The biological principle of myeloperoxidase
The 96-well microtiter plate coated anti-MPO antibody binds to the MPO antigen in the analyte and standard, and the horseradish peroxidase-labeled anti-MPO antibody binds to the other sites of the antigen to form a sandwich antigen antibody Complexes, the catalytic substrate TMB into blue material, after the termination of yellow, the color depth of the sample and the Myeloperoxidase (MPO) antigen concentration. The absorption peak at 450nm wavelength, by ELISA reader to detect the absorbance (OD value). The concentration of the analyte is calculated from the OD value.

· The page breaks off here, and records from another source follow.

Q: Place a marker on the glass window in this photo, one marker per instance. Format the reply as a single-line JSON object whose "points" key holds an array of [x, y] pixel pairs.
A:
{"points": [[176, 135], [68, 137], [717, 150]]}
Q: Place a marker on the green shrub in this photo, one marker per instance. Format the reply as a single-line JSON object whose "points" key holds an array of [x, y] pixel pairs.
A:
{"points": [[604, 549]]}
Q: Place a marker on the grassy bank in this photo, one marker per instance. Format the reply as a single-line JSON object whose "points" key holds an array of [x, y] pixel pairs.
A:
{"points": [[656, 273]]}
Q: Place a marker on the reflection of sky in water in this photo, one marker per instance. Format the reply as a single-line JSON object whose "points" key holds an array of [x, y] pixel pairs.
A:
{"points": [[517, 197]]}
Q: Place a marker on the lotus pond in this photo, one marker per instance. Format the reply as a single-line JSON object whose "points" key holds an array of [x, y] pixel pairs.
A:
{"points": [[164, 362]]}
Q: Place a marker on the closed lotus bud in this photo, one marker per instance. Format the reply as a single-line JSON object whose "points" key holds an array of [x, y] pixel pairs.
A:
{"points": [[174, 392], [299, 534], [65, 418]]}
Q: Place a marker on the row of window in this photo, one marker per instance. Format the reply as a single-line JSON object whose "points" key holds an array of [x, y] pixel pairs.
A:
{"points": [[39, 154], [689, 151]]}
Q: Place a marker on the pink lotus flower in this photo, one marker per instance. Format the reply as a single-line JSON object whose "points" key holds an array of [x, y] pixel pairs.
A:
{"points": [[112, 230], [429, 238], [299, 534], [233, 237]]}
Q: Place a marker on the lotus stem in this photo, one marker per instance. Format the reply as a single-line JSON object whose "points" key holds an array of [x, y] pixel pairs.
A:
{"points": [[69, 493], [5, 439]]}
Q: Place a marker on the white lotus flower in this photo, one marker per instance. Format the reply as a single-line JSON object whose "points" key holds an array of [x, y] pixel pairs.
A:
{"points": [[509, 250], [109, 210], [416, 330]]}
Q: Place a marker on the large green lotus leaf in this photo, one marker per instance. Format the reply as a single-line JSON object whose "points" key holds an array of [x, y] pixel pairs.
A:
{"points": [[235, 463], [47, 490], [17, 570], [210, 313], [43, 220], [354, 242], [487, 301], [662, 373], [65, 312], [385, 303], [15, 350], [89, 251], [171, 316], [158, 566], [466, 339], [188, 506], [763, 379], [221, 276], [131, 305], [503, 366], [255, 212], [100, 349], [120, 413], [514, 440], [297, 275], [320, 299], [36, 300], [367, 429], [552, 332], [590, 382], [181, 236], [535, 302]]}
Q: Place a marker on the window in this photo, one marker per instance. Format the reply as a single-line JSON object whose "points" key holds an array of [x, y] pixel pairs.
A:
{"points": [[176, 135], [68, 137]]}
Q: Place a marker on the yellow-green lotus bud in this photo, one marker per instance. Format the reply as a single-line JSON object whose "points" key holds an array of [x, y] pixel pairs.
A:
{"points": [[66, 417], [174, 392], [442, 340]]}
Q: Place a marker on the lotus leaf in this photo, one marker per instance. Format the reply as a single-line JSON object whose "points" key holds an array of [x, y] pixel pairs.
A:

The significance of myeloperoxidase
Myeloperoxidase(MPO) may independently predict the future risk of cardiovascular disease in healthy individuals, independent of C-reactive protein and other inflammatory markers. The New England Journal of Medicine published a study in 2003 that predicted the probability of a cardiovascular event in 30 to 6 months by measuring MPO levels in 604 patients with chest pain. If cTnT was detected alone, only 54% of patients were predicted, and the probability of detecting MPO was increased to 84.5%.